Мы оседлаем бурю - Рокачевская Наталия В. 11 стр.


Я отвернулась, а когда снова посмотрела, он уже скрылся в карете и больше не появлялся. Даже когда солнце поднялось высоко и наши кареты остановились на обочине дороги.

– Зачем мы остановились? – спросила Ливия, другая служанка, разглядывая залитые солнцем поля.

Я не знала ответа. Ни тени, чтобы дать лошадям отдохнуть, ни воды, чтобы их напоить, и, высунув голову из зашторенного окна, я не смогла разглядеть поблизости никакого жилья. Ни дома. Ни фермы. Ни даже дорожного столба. Только колышущиеся золотые поля да темно-зеленый лес на горизонте.

Лорд Иллус вышел на дорогу и, заметив меня, сердито дернул головой, веля вернуться на место.

– Ну, что там? – спросила Ливия.

– Ничего.

– Может, у лошади подкова слетела или колесо разболталось. Или сундук упал.

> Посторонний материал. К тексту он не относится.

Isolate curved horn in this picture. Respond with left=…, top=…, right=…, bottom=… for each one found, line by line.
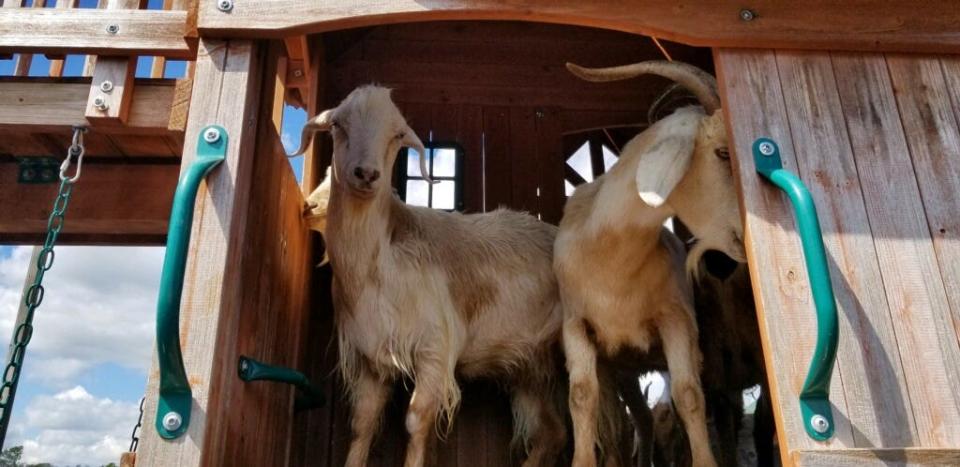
left=567, top=60, right=720, bottom=115
left=287, top=110, right=331, bottom=157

– Наверное, ты права, – сказала я, не став указывать на пустую дорогу или отсутствие активных действий. Дотронувшись до лодыжки, руки и бедра, я проверила ножи. Времени сменить платье на мое любимое не было, но сойдет и так.

«Ты до сих пор не поняла?»

Я со вздохом откинула голову назад, но Ее ничто не могло остановить.

«Зачем сыну иеромонаха ехать в Кисию с ожерельем, на котором выгравировано имя Мико Виллиус, если не для того, чтобы скрепить договор женитьбой на ней?»

Я подавила еще один вздох и сощурила глаза в театральном приступе боли.

«Но для чего заключать союз втайне, если этот брак должен быть делом неимоверной государственной важности? Зачем прятаться под фальшивым именем? Только потому, что кто-то тебя поджидает».

Такой вариант уже приходил мне в голову, но ожидать наемного убийцу – не равно ожидать меня.

«Те, кто тебя нанял, хотят удостовериться, что мира не будет, – настаивала Она. – Они хотят войны. Убить его, когда пересечете границу? Не нужно много ума, чтобы это понять».

Поэтому я уже обо всем догадалась. Но он все равно умрет. Война пойдет на пользу моему делу.

«Но это же Лео Виллиус. Ты сама говорила, что он единственный порядочный человек во всем…»

Сквозь вялую жару прокатился отдаленный раскат грома, и Джонус впервые вылез из своего угла, чтобы посмотреть в окно. На горизонте росло облако клубящейся пыли.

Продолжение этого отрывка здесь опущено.